The United States is considering plans to place American security agents at airports in Europe and Asia to better screen passengers before they get on planes bound for the United States. The move is intended to prevent another terrorist attack by stopping potential terrorists before they arrive in America. The idea may not be welcomed by everyone.
Under this plan, American inspectors would have the authority to screen passengers at some of Europe's largest airports, including London's Heathrow, Frankfurt airport in Germany and Japan's Narita, before they board U.S.-bound airliners.
At a time when U.S. intelligence officials say al-Qaida is still working to attack the United States, U.S. Customs chief Robert Bonner tells VOA the goal would be better detection of phony passports and other travel documents, something he says security officials at foreign airports are less able to spot.
"The reality is they just don't have the training to be able to detect a fraudulent or counterfeit passport in a way that trained immigration inspectors [of] U.S. Customs and Border Protection," he said.
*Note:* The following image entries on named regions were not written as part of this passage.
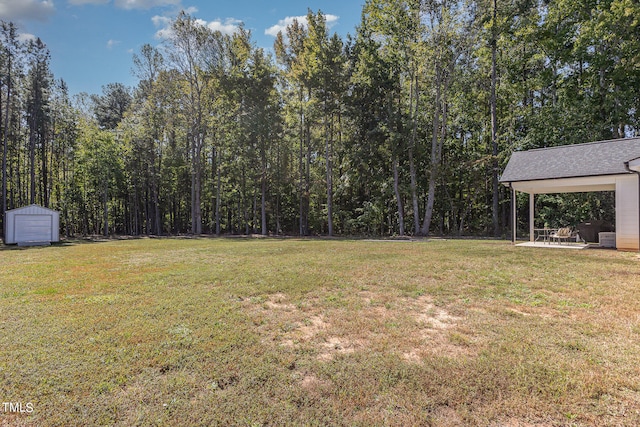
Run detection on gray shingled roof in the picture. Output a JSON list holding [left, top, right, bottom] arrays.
[[500, 138, 640, 182]]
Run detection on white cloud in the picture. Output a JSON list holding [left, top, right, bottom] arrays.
[[264, 15, 340, 37], [115, 0, 181, 10], [206, 18, 242, 34], [18, 33, 38, 42], [151, 14, 242, 39], [67, 0, 181, 10], [0, 0, 55, 21], [107, 39, 122, 50], [67, 0, 111, 6]]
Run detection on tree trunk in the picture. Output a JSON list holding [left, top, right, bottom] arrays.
[[0, 55, 11, 237], [324, 101, 333, 236], [421, 67, 443, 236], [409, 73, 420, 235], [491, 0, 500, 237], [391, 154, 404, 236], [103, 179, 109, 236]]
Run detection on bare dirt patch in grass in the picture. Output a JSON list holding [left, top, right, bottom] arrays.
[[245, 290, 470, 363]]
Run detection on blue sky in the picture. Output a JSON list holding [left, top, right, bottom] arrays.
[[0, 0, 364, 94]]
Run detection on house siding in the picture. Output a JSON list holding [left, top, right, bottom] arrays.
[[616, 174, 640, 251]]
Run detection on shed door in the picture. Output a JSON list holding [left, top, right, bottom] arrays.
[[14, 215, 52, 242]]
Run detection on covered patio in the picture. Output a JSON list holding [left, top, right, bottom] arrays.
[[500, 138, 640, 251]]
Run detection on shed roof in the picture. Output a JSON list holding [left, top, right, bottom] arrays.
[[500, 138, 640, 183], [7, 204, 58, 214]]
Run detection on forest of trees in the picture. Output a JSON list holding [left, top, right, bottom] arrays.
[[0, 0, 640, 236]]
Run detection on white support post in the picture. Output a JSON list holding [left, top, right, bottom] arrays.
[[529, 193, 536, 243]]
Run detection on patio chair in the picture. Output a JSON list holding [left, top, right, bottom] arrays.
[[550, 227, 575, 244]]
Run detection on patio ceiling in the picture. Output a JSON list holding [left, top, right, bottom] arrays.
[[511, 175, 619, 194]]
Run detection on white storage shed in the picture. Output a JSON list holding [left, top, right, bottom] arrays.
[[4, 205, 60, 245]]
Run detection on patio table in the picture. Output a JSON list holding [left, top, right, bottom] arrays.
[[533, 227, 558, 243]]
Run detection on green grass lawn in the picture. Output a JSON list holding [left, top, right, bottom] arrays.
[[0, 238, 640, 426]]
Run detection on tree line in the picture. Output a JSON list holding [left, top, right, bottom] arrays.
[[0, 0, 640, 236]]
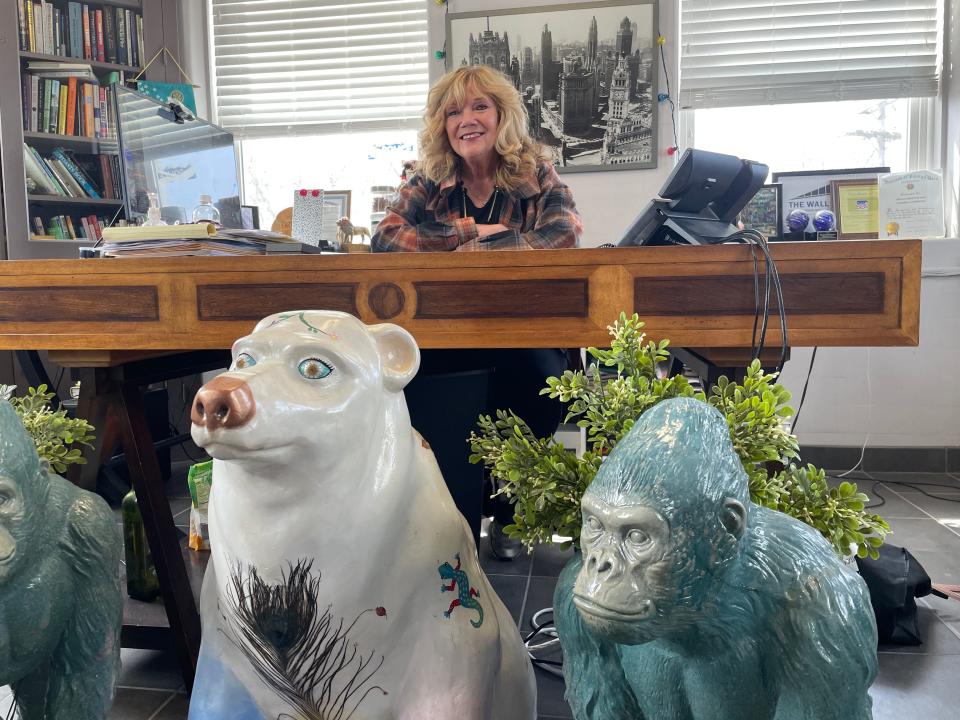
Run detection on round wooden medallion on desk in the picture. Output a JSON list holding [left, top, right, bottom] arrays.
[[367, 283, 406, 320]]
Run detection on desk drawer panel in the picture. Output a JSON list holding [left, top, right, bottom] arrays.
[[197, 283, 359, 320], [634, 272, 884, 318], [0, 285, 160, 323], [413, 279, 590, 320]]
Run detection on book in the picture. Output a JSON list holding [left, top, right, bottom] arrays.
[[44, 80, 60, 133], [23, 0, 37, 52], [23, 143, 59, 195], [53, 148, 101, 200], [41, 2, 56, 55], [47, 158, 87, 197], [33, 2, 43, 53], [67, 0, 83, 58], [17, 0, 30, 50], [103, 7, 117, 63], [93, 10, 106, 62], [24, 144, 67, 197], [80, 4, 93, 60], [81, 83, 94, 137], [123, 10, 137, 65], [63, 78, 77, 135], [30, 75, 40, 132], [57, 83, 69, 135], [134, 15, 144, 67], [103, 223, 217, 243]]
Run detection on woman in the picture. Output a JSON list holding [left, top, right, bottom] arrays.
[[371, 65, 583, 559], [371, 65, 583, 252]]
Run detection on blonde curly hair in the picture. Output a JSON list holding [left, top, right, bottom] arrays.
[[417, 65, 548, 191]]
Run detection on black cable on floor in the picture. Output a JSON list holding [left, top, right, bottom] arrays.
[[863, 480, 887, 510], [790, 348, 817, 435]]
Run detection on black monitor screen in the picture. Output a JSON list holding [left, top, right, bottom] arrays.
[[116, 85, 243, 228], [619, 149, 768, 246]]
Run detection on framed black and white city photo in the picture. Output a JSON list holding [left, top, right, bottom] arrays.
[[446, 0, 659, 172]]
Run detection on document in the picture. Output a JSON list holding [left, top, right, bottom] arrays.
[[879, 170, 945, 239]]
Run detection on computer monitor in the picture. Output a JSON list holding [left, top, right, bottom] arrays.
[[114, 85, 243, 228], [619, 148, 769, 246]]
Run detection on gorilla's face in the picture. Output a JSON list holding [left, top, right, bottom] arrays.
[[0, 475, 24, 584], [573, 493, 670, 645]]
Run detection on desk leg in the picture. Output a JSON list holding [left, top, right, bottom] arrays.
[[120, 382, 200, 691], [66, 368, 116, 492]]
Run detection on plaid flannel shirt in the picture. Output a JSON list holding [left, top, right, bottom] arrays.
[[371, 162, 583, 252]]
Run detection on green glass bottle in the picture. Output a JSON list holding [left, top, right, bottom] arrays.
[[120, 490, 160, 602]]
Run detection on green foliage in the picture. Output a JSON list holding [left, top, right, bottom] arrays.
[[0, 385, 94, 473], [470, 313, 890, 557]]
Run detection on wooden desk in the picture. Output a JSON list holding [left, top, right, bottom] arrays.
[[0, 240, 921, 687]]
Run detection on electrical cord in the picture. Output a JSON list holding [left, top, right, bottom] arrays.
[[790, 348, 817, 435], [724, 229, 790, 374], [657, 27, 680, 151], [523, 607, 563, 677]]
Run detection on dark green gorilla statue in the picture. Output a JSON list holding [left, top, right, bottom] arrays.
[[554, 398, 877, 720], [0, 401, 123, 720]]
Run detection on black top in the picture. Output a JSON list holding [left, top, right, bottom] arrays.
[[451, 185, 505, 225]]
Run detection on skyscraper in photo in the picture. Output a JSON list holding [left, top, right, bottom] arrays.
[[617, 17, 633, 56]]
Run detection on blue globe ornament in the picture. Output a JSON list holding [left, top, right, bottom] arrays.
[[813, 210, 837, 232], [787, 210, 810, 232]]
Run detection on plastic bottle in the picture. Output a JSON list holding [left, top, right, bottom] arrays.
[[193, 195, 220, 225], [143, 193, 166, 225], [120, 490, 160, 602]]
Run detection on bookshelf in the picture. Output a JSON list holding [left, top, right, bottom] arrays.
[[0, 0, 163, 259]]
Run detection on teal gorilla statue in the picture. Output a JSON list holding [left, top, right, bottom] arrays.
[[554, 398, 877, 720], [0, 401, 123, 720]]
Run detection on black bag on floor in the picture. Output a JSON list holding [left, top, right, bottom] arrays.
[[857, 543, 939, 645]]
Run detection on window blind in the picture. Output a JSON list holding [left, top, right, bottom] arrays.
[[680, 0, 941, 108], [211, 0, 428, 136]]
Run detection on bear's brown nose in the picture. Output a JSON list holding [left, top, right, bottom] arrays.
[[190, 375, 257, 430]]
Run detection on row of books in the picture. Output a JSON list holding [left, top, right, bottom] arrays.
[[16, 0, 143, 67], [23, 143, 122, 200], [32, 215, 110, 242], [21, 72, 117, 140]]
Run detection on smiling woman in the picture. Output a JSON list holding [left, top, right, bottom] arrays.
[[371, 65, 583, 252]]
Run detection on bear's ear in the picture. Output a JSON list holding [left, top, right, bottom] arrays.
[[367, 323, 420, 392]]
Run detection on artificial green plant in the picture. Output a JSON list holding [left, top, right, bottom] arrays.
[[0, 385, 94, 473], [470, 313, 890, 557]]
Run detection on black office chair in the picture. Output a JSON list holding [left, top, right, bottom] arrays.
[[404, 369, 492, 546]]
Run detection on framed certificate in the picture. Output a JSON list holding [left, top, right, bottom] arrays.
[[830, 178, 880, 240]]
Since Christmas, more than a dozen trans-Atlantic flights have been canceled because of concerns about terrorism, including suspicions about people thought to be holding reservations.
If other countries agree to go along with it, this stepped-up passenger screening would amount to extending the reach of the U.S. government to foreign soil in the name of homeland security. U.S. Customs agents have been operating in Canada for years but some European governments may not welcome this proposed plan.
"Measures for this are already in place at European airports," said in Brussels, James Bradbury of the Airports Council International, a trade industry group. He is not sure why the United States thinks this added security is needed in Europe. "Do they just want to reassure U.S. passengers by having an American presence abroad or are they saying they don't have confidence in European standards of security?"
The plan must still be given final approval in the United States. But Customs Commissioner Bonner says he's encountered no European resistance to it so far. "Other nations are already doing this including the United Kingdom, the Netherlands, Australia and Canada," he said.
The stepped up passenger inspection program is being modeled on an existing one in which U.S. agents stationed on foreign soil inspect cargo bound for the United States before it leaves port.